In [1]:
# Preliminaries
import numpy as np
from sklearn.datasets import fetch_mldata
from sklearn.neighbors import KNeighborsClassifier
from sklearn.model_selection import GridSearchCV
from sklearn.metrics import accuracy_score
from scipy.ndimage.interpolation import shift

In [2]:
# Preparing for training and test set
mnist = fetch_mldata('MNIST original')

X, y = mnist["data"], mnist["target"]
X_train, X_test, y_train, y_test = X[:60000], X[60000:], y[:60000], y[60000:]
shuffle_index = np.random.permutation(60000)
X_train, y_train = X_train[shuffle_index], y_train[shuffle_index]

### 1. Try to build a classifier for the MNIST dataset that achieves over 97% accuracy on the test set. Hint: the `KNeighborsClassifier` works quite well for this task; you just need to find good hyperparameter values (try a grid search on the `weights` and `n_neighbors` hyperparameters).

In [3]:
knn_clf = KNeighborsClassifier(n_jobs=-1, weights='distance', n_neighbors=4)
knn_clf.fit(X_train, y_train)
y_knn_pred = knn_clf.predict(X_test)
accuracy_score(y_test, y_knn_pred)

0.9714

In [None]:
# Warning:
# this cell is really time-consuming ...
# it takes days of time to search the optimal

param_grid = [
    {'weights': ['distance', 'uniform'], 'n_neighbors': [4, 5, 6]}
]

knn_clf = KNeighborsClassifier()
knn_class = GridSearchCV(knn_clf, param_grid)
knn_class.fit(X_train, y_train)

### 2. Write a function that can shift an MNIST image in any direction (left, right, up, or down) by one pixel.5 Then, for each image in the training set, create four shifted copies (one per direction) and add them to the training set. Finally, train your best model on this expanded training set and measure its accuracy on the test set. You should observe that your model performs even better now! This technique of artificially growing the training set is called *data augmentation* or *training set expansion*.

In [5]:
def shift_image_by_pixel(image, dx, dy):
    image = image.reshape((28, 28))
    shifted = shift(image, [dy, dx], cval=0)
    return shifted.reshape([-1])

def shift_image_by_direction(image, direction):
    if direction == 'left':
        return shift_image_by_pixel(image, -1, 0)
    elif direction == 'right':
        return shift_image_by_pixel(image, 1, 0)
    elif direction == 'up':
        return shift_image_by_pixel(image, 0, -1)
    else:
        return shift_image_by_pixel(image, 0, 1)

In [21]:
X_train_aug = [image for image in X_train]
y_train_aug = [label for label in y_train]

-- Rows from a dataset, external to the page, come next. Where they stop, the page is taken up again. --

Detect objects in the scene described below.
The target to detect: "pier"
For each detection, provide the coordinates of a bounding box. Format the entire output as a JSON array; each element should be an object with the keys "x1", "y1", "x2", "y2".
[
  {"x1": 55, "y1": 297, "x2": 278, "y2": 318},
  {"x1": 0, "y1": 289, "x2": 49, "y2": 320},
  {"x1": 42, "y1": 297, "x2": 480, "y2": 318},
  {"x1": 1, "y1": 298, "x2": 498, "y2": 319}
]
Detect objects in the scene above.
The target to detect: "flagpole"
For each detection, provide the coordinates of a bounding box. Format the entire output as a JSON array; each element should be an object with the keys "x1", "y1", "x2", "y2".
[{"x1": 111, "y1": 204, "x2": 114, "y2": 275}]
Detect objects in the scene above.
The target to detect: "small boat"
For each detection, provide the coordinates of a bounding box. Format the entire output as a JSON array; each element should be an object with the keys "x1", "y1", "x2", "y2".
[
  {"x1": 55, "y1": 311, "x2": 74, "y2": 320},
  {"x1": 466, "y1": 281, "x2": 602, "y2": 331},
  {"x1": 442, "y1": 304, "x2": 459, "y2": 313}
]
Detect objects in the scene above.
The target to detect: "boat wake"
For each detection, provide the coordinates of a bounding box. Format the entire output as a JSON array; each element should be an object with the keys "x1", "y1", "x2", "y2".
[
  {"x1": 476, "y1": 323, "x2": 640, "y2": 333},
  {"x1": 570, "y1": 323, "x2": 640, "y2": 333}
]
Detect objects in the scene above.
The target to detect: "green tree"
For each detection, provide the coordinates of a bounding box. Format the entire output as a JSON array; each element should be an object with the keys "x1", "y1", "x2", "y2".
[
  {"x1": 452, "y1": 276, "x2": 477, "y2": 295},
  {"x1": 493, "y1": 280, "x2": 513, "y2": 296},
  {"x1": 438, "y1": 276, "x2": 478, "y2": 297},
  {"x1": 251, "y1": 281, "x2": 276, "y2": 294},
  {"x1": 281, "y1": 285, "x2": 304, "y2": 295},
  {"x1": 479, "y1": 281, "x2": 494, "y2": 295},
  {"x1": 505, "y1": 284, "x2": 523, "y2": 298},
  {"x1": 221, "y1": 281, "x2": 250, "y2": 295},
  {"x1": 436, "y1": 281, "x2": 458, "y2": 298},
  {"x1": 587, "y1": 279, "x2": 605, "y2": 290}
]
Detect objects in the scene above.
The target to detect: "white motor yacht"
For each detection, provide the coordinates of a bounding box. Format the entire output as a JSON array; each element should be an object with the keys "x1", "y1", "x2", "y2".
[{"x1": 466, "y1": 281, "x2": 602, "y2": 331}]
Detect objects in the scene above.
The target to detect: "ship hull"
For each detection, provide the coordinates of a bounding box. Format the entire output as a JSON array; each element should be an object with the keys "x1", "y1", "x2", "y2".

for image, label in zip(X_train_aug, y_train_aug):
    X_train_aug.append(shift_image_by_direction(image, 'left'))
    X_train_aug.append(shift_image_by_direction(image, 'right'))
    X_train_aug.append(shift_image_by_direction(image, 'up'))
    X_train_aug.append(shift_image_by_direction(image, 'down'))
    y_train_aug.append(label)
    
X_train_aug = np.array(X_train_aug)
y_train_aug = np.array(y_train_aug)

shuffle_index = np.random.permutation(len(X_train_aug))
X_train_aug = X_train_aug[shuffle_index]
y_train_aug = y_train_aug[shuffle_index]

KeyboardInterrupt: 

In [4]:
def shift_image(image, dx, dy):
    image = image.reshape((28, 28))
    shifted_image = shift(image, [dy, dx], cval=0, mode="constant")
    return shifted_image.reshape([-1])

In [5]:
X_train_augmented = [image for image in X_train]
y_train_augmented = [label for label in y_train]

for dx, dy in ((1, 0), (-1, 0), (0, 1), (0, -1)):
    for image, label in zip(X_train, y_train):
        X_train_augmented.append(shift_image(image, dx, dy))
        y_train_augmented.append(label)

X_train_augmented = np.array(X_train_augmented)
y_train_augmented = np.array(y_train_augmented)

In [6]:
shuffle_idx = np.random.permutation(len(X_train_augmented))
X_train_augmented = X_train_augmented[shuffle_idx]
y_train_augmented = y_train_augmented[shuffle_idx]

In [7]:
knn_clf = KNeighborsClassifier(n_jobs=-1, weights='distance', n_neighbors=4)
knn_clf.fit(X_train_augmented, y_train_augmented)
y_pred = knn_clf.predict(X_test)
accuracy_score(y_test, y_pred)

0.9763